Demonstrates how different formats and system prompts effect the input provided to a llama3 chat model and evaluate their impact on the obtain scores.

Example code

Related documentation: Formatting tutorial.

Evaluate the impact of different demonstration example selections

Demonstrates how different methods of selecting the demonstrations in in-context learning affect the results. Three methods are considered: fixed selection of example demonstrations for all test instance, random selection of example demonstrations for each test instance, and choosing the demonstration examples most (lexically) similar to each test instance.

Example code

Related documentation: Formatting tutorial.

LLM as Judges

Evaluate an existing dataset using a pre-defined LLM as judge

Demonstrates how to evaluate an existing QA dataset (squad) using the Huggingface datasets and evaluate APIs and leveraging a predefine LLM as a judge metric.

Example code

Related documentation: Evaluating datasets, LLM as a Judge Metrics Guide.

Evaluate a custom dataset using a custom LLM as Judge

Demonstrates how to evaluate a user QA answering dataset in a standalone file using a user defined task and template.

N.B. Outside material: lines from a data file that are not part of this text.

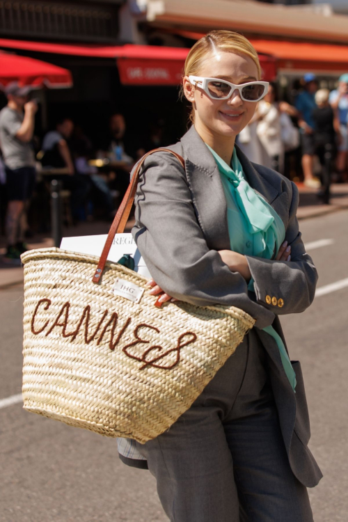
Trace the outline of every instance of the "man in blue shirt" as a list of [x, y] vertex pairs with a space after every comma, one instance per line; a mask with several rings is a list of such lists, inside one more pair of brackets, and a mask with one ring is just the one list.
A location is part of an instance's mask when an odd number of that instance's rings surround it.
[[348, 159], [348, 74], [340, 77], [338, 88], [331, 91], [329, 101], [339, 120], [341, 143], [338, 146], [336, 168], [342, 178], [347, 169]]
[[295, 106], [299, 113], [299, 125], [301, 131], [302, 146], [302, 168], [304, 184], [307, 187], [317, 189], [320, 182], [313, 177], [313, 157], [315, 152], [314, 143], [314, 121], [312, 112], [317, 107], [315, 93], [317, 89], [317, 79], [312, 73], [305, 74], [305, 86], [295, 100]]

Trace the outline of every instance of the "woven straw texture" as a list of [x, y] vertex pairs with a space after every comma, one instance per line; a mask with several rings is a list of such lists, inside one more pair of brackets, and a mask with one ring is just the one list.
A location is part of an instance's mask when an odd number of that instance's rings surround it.
[[98, 258], [29, 251], [24, 264], [24, 407], [108, 436], [145, 443], [167, 429], [255, 322], [242, 310], [171, 303], [157, 308], [113, 292], [148, 281]]

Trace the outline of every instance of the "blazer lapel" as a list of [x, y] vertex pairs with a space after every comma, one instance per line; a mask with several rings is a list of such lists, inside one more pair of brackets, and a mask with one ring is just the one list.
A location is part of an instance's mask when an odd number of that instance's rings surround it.
[[[214, 156], [193, 125], [182, 139], [187, 181], [192, 194], [198, 223], [209, 247], [214, 250], [230, 248], [227, 221], [227, 204], [223, 187]], [[237, 145], [235, 145], [245, 177], [250, 186], [271, 205], [287, 226], [289, 202], [283, 193], [254, 167]], [[260, 168], [263, 168], [260, 166]]]
[[272, 201], [279, 196], [279, 192], [266, 178], [260, 175], [238, 145], [235, 145], [235, 146], [237, 155], [243, 167], [245, 177], [249, 185], [253, 187], [255, 192], [265, 198], [271, 205]]
[[181, 143], [187, 181], [207, 244], [214, 250], [229, 249], [226, 200], [214, 156], [193, 125]]

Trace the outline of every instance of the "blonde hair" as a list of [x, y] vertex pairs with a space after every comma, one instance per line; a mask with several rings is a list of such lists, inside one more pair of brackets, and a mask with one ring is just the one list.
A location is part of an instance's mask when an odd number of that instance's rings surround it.
[[[200, 68], [207, 54], [217, 54], [218, 51], [246, 54], [250, 56], [258, 68], [258, 79], [261, 79], [261, 66], [258, 53], [249, 40], [238, 33], [223, 30], [211, 31], [195, 43], [185, 60], [184, 76], [199, 76]], [[182, 84], [181, 95], [184, 95]], [[191, 109], [189, 119], [192, 123], [194, 122], [193, 107]]]
[[326, 103], [329, 101], [329, 97], [330, 95], [330, 91], [329, 89], [319, 89], [315, 93], [315, 103], [317, 105], [320, 105], [322, 103]]

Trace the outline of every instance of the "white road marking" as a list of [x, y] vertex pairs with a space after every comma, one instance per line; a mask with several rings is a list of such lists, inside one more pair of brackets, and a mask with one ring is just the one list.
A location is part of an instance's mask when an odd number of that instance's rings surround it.
[[322, 246], [332, 245], [332, 244], [334, 242], [334, 239], [318, 239], [317, 241], [313, 241], [310, 243], [305, 244], [306, 250], [314, 250], [315, 248], [320, 248]]
[[17, 402], [22, 402], [22, 393], [17, 393], [17, 395], [11, 395], [6, 399], [0, 399], [0, 409], [1, 408], [6, 408], [8, 406], [12, 406], [12, 404], [17, 404]]
[[335, 292], [336, 290], [340, 290], [341, 288], [345, 288], [347, 286], [348, 277], [345, 279], [341, 279], [340, 281], [331, 283], [330, 285], [325, 285], [325, 286], [318, 288], [315, 292], [315, 297], [319, 297], [319, 296], [325, 295], [326, 294], [330, 294], [331, 292]]

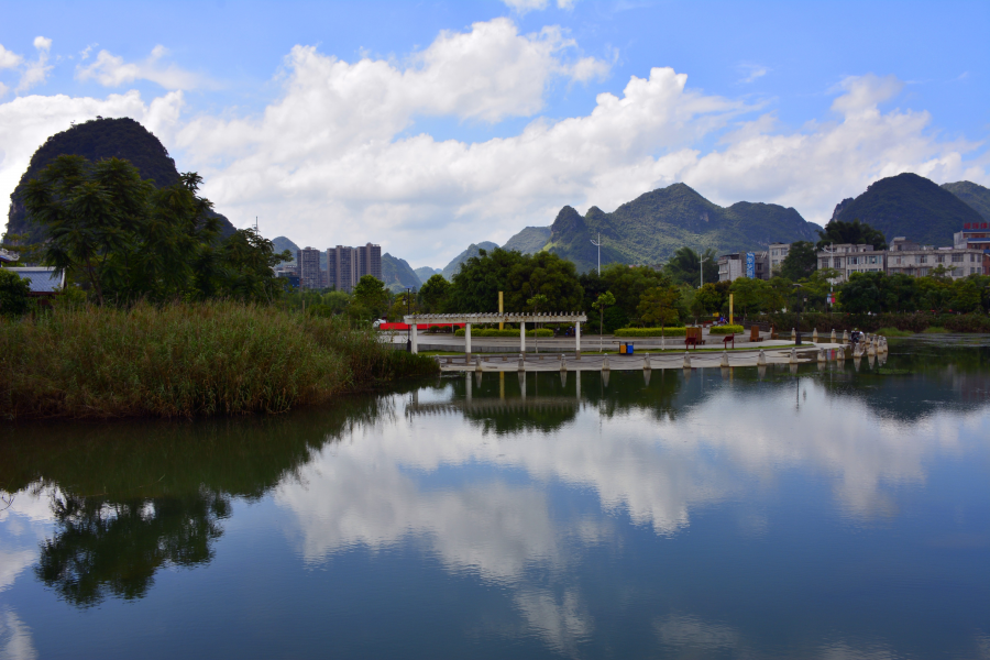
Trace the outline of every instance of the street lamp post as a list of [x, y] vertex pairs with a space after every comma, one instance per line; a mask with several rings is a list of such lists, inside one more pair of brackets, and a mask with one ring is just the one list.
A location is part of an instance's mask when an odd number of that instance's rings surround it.
[[592, 239], [592, 245], [598, 249], [598, 277], [602, 276], [602, 232], [598, 232], [598, 240]]

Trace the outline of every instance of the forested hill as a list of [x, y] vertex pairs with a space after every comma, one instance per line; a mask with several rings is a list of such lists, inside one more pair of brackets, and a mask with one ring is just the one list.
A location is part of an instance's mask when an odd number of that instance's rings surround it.
[[792, 208], [740, 201], [721, 207], [684, 184], [659, 188], [626, 202], [612, 213], [597, 207], [584, 217], [571, 207], [558, 213], [550, 228], [547, 250], [594, 268], [597, 249], [592, 239], [602, 235], [602, 264], [657, 264], [675, 250], [713, 248], [719, 254], [760, 250], [773, 242], [817, 240], [817, 224]]
[[838, 220], [858, 219], [883, 233], [889, 243], [906, 237], [925, 245], [952, 245], [953, 233], [965, 222], [980, 222], [980, 215], [936, 183], [904, 173], [872, 183], [844, 206]]
[[442, 275], [449, 280], [452, 279], [454, 275], [457, 275], [458, 271], [461, 268], [461, 264], [471, 258], [472, 256], [477, 256], [479, 250], [486, 250], [487, 252], [492, 252], [498, 248], [497, 244], [492, 241], [482, 241], [481, 243], [471, 243], [468, 246], [468, 250], [457, 255], [451, 260], [447, 267], [443, 268]]
[[394, 292], [403, 292], [407, 288], [418, 289], [422, 286], [409, 262], [392, 256], [387, 252], [382, 255], [382, 279], [385, 282], [385, 286]]
[[522, 254], [534, 254], [543, 249], [550, 241], [549, 227], [527, 227], [502, 246], [503, 250], [516, 250]]
[[[133, 119], [97, 118], [82, 122], [52, 135], [31, 156], [28, 170], [21, 176], [18, 187], [10, 196], [8, 234], [26, 233], [28, 243], [37, 243], [42, 240], [41, 228], [28, 220], [21, 195], [26, 189], [28, 182], [37, 177], [48, 163], [61, 155], [84, 156], [94, 163], [113, 157], [130, 161], [141, 173], [142, 178], [153, 180], [160, 188], [179, 180], [175, 161], [168, 156], [165, 146]], [[220, 218], [222, 235], [227, 237], [234, 232], [234, 227], [227, 218], [220, 213], [217, 213], [217, 217]]]
[[[972, 182], [942, 184], [942, 187], [972, 207], [983, 220], [990, 220], [990, 188]], [[960, 231], [959, 229], [955, 231]]]

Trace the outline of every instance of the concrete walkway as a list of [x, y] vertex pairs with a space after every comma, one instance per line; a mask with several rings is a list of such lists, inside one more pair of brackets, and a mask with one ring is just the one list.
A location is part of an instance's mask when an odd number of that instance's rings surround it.
[[[783, 343], [783, 345], [781, 345]], [[850, 346], [839, 343], [804, 343], [794, 346], [791, 342], [762, 342], [761, 349], [766, 364], [792, 364], [791, 349], [796, 349], [793, 364], [844, 361], [853, 359]], [[821, 362], [824, 351], [825, 362]], [[881, 359], [883, 356], [881, 355]], [[518, 353], [510, 355], [472, 355], [437, 356], [440, 369], [446, 372], [482, 371], [505, 372], [519, 371]], [[872, 360], [871, 358], [870, 360]], [[689, 363], [685, 364], [685, 360]], [[607, 362], [606, 362], [607, 361]], [[632, 371], [642, 369], [711, 369], [733, 366], [760, 366], [760, 349], [736, 351], [690, 351], [664, 353], [634, 353], [632, 355], [592, 355], [584, 354], [580, 360], [573, 352], [547, 355], [527, 354], [522, 361], [524, 371]]]

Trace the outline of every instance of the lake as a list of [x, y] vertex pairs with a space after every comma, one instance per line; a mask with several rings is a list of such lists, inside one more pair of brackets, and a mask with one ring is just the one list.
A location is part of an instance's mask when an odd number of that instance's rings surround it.
[[990, 339], [8, 425], [0, 658], [990, 658]]

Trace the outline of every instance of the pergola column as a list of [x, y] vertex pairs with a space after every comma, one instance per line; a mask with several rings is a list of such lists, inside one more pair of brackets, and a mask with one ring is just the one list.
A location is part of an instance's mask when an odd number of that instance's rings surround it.
[[[581, 321], [574, 322], [574, 339], [575, 339], [574, 350], [576, 351], [576, 355], [574, 355], [574, 360], [581, 360]], [[415, 346], [416, 344], [414, 343], [413, 345]]]

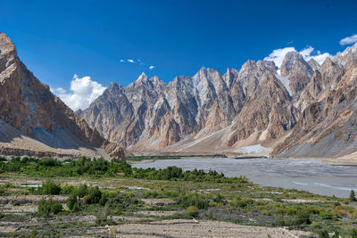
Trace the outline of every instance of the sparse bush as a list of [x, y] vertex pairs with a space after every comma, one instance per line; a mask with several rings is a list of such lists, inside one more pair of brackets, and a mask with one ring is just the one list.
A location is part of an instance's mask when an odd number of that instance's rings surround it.
[[190, 217], [195, 217], [198, 216], [198, 209], [195, 206], [190, 206], [186, 209], [185, 213]]
[[74, 194], [74, 193], [70, 194], [70, 196], [67, 199], [66, 204], [67, 204], [67, 207], [71, 211], [77, 211], [79, 209], [79, 201], [77, 199], [76, 194]]
[[87, 185], [80, 185], [75, 189], [75, 194], [79, 198], [83, 198], [88, 193], [88, 186]]
[[42, 194], [58, 195], [61, 193], [60, 185], [56, 185], [53, 180], [48, 179], [42, 183]]
[[354, 191], [353, 190], [351, 190], [350, 200], [352, 201], [356, 201], [356, 195], [354, 194]]
[[351, 235], [351, 238], [357, 238], [357, 228], [351, 229], [349, 234]]
[[327, 230], [320, 230], [318, 232], [319, 237], [320, 238], [328, 238], [328, 232]]
[[62, 209], [62, 204], [53, 201], [52, 197], [48, 201], [42, 198], [37, 207], [37, 215], [39, 217], [50, 217], [61, 212]]

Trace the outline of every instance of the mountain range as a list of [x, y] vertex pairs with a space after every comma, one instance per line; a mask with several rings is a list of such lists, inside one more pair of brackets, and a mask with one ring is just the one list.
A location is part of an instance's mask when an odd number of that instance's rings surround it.
[[73, 112], [0, 34], [0, 154], [357, 155], [357, 44], [320, 65], [296, 52], [169, 83], [142, 73]]
[[289, 52], [280, 68], [247, 61], [169, 83], [142, 73], [125, 87], [112, 83], [78, 113], [134, 154], [353, 156], [356, 72], [357, 45], [321, 65]]
[[125, 159], [121, 147], [88, 127], [26, 68], [13, 43], [3, 33], [0, 154]]

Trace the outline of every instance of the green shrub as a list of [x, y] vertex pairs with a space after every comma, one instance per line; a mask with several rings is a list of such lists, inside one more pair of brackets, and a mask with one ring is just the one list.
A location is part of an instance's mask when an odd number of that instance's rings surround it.
[[351, 190], [350, 200], [352, 201], [356, 201], [356, 195], [354, 194], [354, 191], [353, 190]]
[[37, 215], [39, 217], [50, 217], [61, 212], [62, 209], [62, 204], [53, 201], [52, 197], [48, 201], [42, 198], [37, 207]]
[[48, 179], [42, 183], [41, 186], [42, 194], [58, 195], [61, 193], [60, 185], [56, 185], [53, 180]]
[[189, 206], [186, 209], [185, 213], [190, 217], [196, 217], [198, 216], [198, 209], [195, 206]]
[[79, 201], [77, 199], [76, 194], [74, 194], [74, 193], [70, 194], [70, 196], [67, 199], [66, 204], [67, 204], [67, 207], [71, 211], [78, 211], [79, 209]]
[[318, 234], [319, 234], [319, 237], [320, 237], [320, 238], [328, 238], [328, 237], [329, 237], [328, 232], [326, 231], [326, 230], [319, 231], [319, 232], [318, 232]]
[[89, 203], [98, 203], [102, 198], [102, 192], [99, 190], [98, 186], [89, 187], [88, 195], [90, 197]]
[[349, 234], [351, 235], [351, 238], [357, 238], [357, 228], [351, 229]]
[[75, 189], [75, 194], [79, 198], [83, 198], [88, 193], [88, 187], [87, 185], [80, 185]]

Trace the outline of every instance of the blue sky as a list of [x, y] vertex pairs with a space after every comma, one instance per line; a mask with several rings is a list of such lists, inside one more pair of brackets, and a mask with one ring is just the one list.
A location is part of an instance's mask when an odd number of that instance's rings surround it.
[[142, 71], [168, 82], [203, 65], [239, 70], [284, 47], [334, 55], [357, 34], [357, 1], [1, 0], [0, 9], [0, 31], [28, 68], [67, 91], [75, 74], [127, 86]]

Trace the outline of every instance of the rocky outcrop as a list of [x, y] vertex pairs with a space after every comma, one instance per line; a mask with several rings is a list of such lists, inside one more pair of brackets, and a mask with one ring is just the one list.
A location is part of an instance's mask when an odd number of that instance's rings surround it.
[[293, 128], [297, 115], [284, 85], [268, 71], [237, 116], [228, 144], [234, 145], [250, 136], [254, 136], [255, 142], [276, 139]]
[[[13, 43], [4, 34], [0, 34], [0, 119], [3, 122], [23, 133], [21, 136], [29, 135], [53, 148], [79, 151], [87, 148], [96, 152], [95, 148], [105, 149], [110, 144], [54, 95], [48, 86], [34, 77], [20, 61]], [[2, 140], [1, 143], [9, 142]], [[4, 153], [11, 152], [4, 149], [4, 145], [2, 147]], [[46, 152], [41, 152], [46, 154]]]
[[273, 156], [342, 156], [357, 145], [356, 49], [321, 65], [289, 52], [280, 69], [268, 61], [247, 61], [224, 75], [203, 67], [169, 84], [143, 73], [128, 86], [112, 84], [81, 117], [135, 152], [238, 152], [264, 144], [274, 146]]
[[[291, 135], [274, 149], [273, 156], [340, 157], [356, 151], [357, 65], [348, 65], [345, 73], [329, 59], [321, 65], [324, 74], [320, 84], [325, 89], [303, 111]], [[326, 86], [330, 85], [334, 86]]]
[[220, 140], [222, 146], [252, 135], [251, 143], [263, 142], [289, 130], [298, 117], [276, 74], [274, 62], [265, 61], [248, 61], [223, 76], [203, 67], [169, 84], [142, 74], [126, 87], [112, 84], [82, 117], [104, 138], [135, 151], [199, 141], [228, 127], [236, 133]]
[[300, 93], [305, 88], [313, 74], [313, 70], [296, 52], [288, 52], [284, 57], [280, 72], [282, 77], [289, 80], [293, 97], [298, 99]]

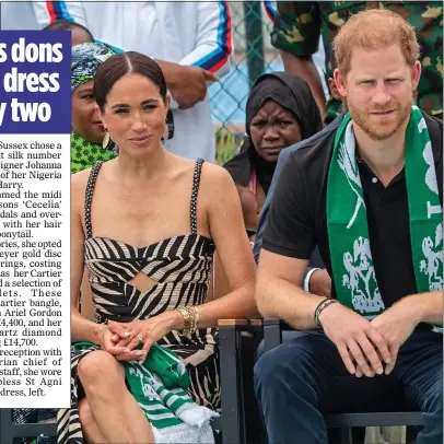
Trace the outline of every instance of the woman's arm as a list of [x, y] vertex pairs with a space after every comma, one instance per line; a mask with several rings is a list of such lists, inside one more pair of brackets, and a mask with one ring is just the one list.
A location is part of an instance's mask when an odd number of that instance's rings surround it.
[[[198, 206], [207, 210], [210, 234], [232, 289], [224, 296], [199, 306], [199, 327], [215, 326], [218, 319], [255, 316], [255, 261], [239, 197], [224, 168], [203, 164]], [[202, 223], [198, 220], [198, 225], [199, 222]]]
[[82, 214], [86, 180], [85, 172], [71, 177], [71, 340], [98, 343], [97, 334], [103, 326], [87, 320], [77, 308], [84, 272]]
[[[90, 170], [86, 170], [71, 176], [71, 341], [94, 342], [112, 354], [121, 354], [127, 350], [112, 341], [113, 332], [108, 327], [92, 323], [77, 308], [84, 272], [85, 234], [82, 218], [89, 174]], [[124, 328], [118, 332], [124, 335]]]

In addition, it shows how to define an LLM as a judge metric, specify the template it uses to produce the input to the judge, and select the judge model and platform.

Example code

Related documentation: LLM as a Judge Metrics Guide.

Evaluate an existing dataset from the catalog comparing two custom LLM as judges

Demonstrates how to evaluate a document summarization dataset by defining an LLM as a judge metric, specifying the template it uses to produce the input to the judge, and selecting the judge model and platform. The example adds two LLM judges, one that uses the ground truth (references) from the dataset and one that does not.

Example code

Related documentation: LLM as a Judge Metrics Guide.

Evaluate the quality of an LLM as judge

Demonstrates how to evaluate an LLM as judge by checking its scores using the gold references of a dataset. It checks if the judge consistently prefers correct outputs over clearly wrong ones. Note that to check the the ability of the LLM as judge to discern suitable differences between partially correct answers requires more refined tests and corresponding labeled data. The example shows an 8b llama based judge is not a good judge for a summarization task, while the 70b model performs much better.

Example code

Related documentation: LLM as a Judge Metrics Guide.

Evaluate your model on the Arena Hard benchmark using a custom LLMaJ

Demonstrates how to evaluate a user model on the Arena Hard benchmark, using an LLMaJ other than the GPT4.

Example code

Related documentation: Evaluate a Model on Arena Hard Benchmark.

Evaluate a judge model performance judging the Arena Hard Benchmark

Demonstrates how to evaluate the capabilities of a user model, to act as a judge on the Arena Hard benchmark. The model is evaluated on its capability to give a judgment that is in correlation with GPT4 judgment on the benchmark.

Example code

Related documentation: Evaluate a Model on Arena Hard Benchmark.

Evaluate using ensemble of LLM as a judge metrics

Demonstrates how to create a metric which is an ensemble of LLM as a judge metrics. The example shows how to ensemble two judges which uses different templates.

Example code

Related documentation: LLM as a Judge Metrics Guide.